La stratégie actuellement déployée par QS, qui amène le parti à lancer ses propres campagnes extraparlementaires et à garder une certaine distance avec les mobilisations des organisations non partisanes, vise peut-être moins à résoudre qu’à contourner un problème qui demeure important pour le parti. L’établissement d’un rapport plus fort avec les organisations syndicales, notamment, représente un défi pour le développement du parti, et ce depuis sa fondation (Dufour, 2009, p. 73; Lavallée, 2011, p. 213-214). Ceci touche autant au développement électoral qu’au développement extraparlementaire de QS. Se pose d’abord l’enjeu de la difficulté de massifier des campagnes lancées par QS et de faire des gains en l’absence d’un rapprochement avec un mouvement syndical numériquement beaucoup plus important et stratégiquement positionné dans la société québécoise. Se pose ensuite le problème de la crédibilité électorale et programmatique d’un parti de gauche qui se veut le porte-voix d’un mouvement syndical au sein duquel il peine encore à recueillir un appui majoritaire.

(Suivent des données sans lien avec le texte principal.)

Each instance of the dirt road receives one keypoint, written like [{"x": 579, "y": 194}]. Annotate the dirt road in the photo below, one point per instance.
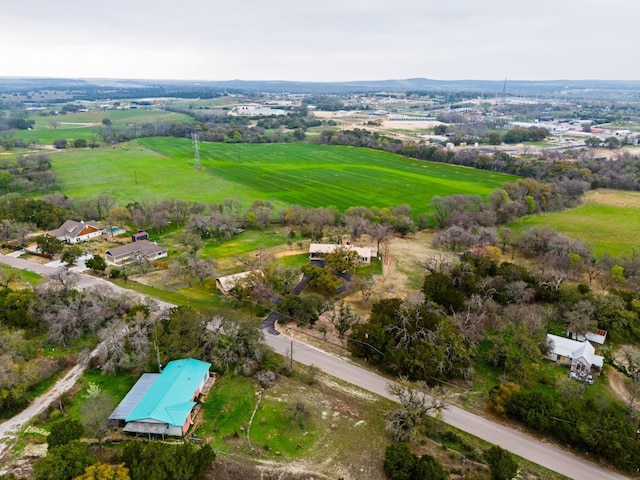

Le syndicalisme, quant à lui, a démontré encore une fois qu’il n’est pas un acteur simple ou uniforme. L’attitude face à QS et à ses succès récents varie non seulement en fonction des centrales mais aussi en leur sein, où l’on constate notamment des contrastes importants en fonction de la localisation géographique ou encore du type d’organisation. Au vu des données préliminaires que nous avons exposées, le soutien à QS semble ainsi se concentrer dans la région métropolitaine et au sein de structures syndicales interprofessionnelles, souvent plus portées à l’implication politique active. Par ailleurs, le décalage entre la position des personnes déléguées et celle adoptée par leur organisation tend à confirmer que l’orientation d’une structure syndicale ne garantit pas nécessairement une adhésion massive voire majoritaire de ses membres. Si la position d’un groupe est le reflet des tendances présentes au sein de ce dernier, et qu’elle exerce en retour une certaine influence sur les membres, l’adéquation est loin d’être parfaite et il n’y a pas de ralliement en bloc à la décision majoritaire.

Ceci va également dans le sens de l’idée suivant laquelle le rapport aux partis entretenu par les syndicats est profondément stratégique. Ces derniers n’ont en effet pas « besoin » des partis pour définir ou conduire leur programme politique. Des débats de société larges ont lieu au sein même des organisations syndicales et lorsque celles-ci réfléchissent à leurs alliances dans la sphère partisane, il s’agit bel et bien de conjuguer affinités idéologiques et efficacité politique. Dans ce sens, le « parti des urnes » compte au moins autant que celui de la « rue » dans les réflexions stratégiques du mouvement ouvrier.

Au final, si le PQ n’a plus la mainmise qu’il a pu avoir sur l’espace progressiste québécois, notamment au sein des organisations syndicales, force est de constater qu’aucune nouvelle hégémonie ne se dessine à l’horizon. La diversité et l’autonomie des appuis syndicaux semblent de rigueur et si QS bénéficie d’un large soutien auprès de plusieurs secteurs, le défi de l’articulation entre partis politiques et mouvement syndical reste entier.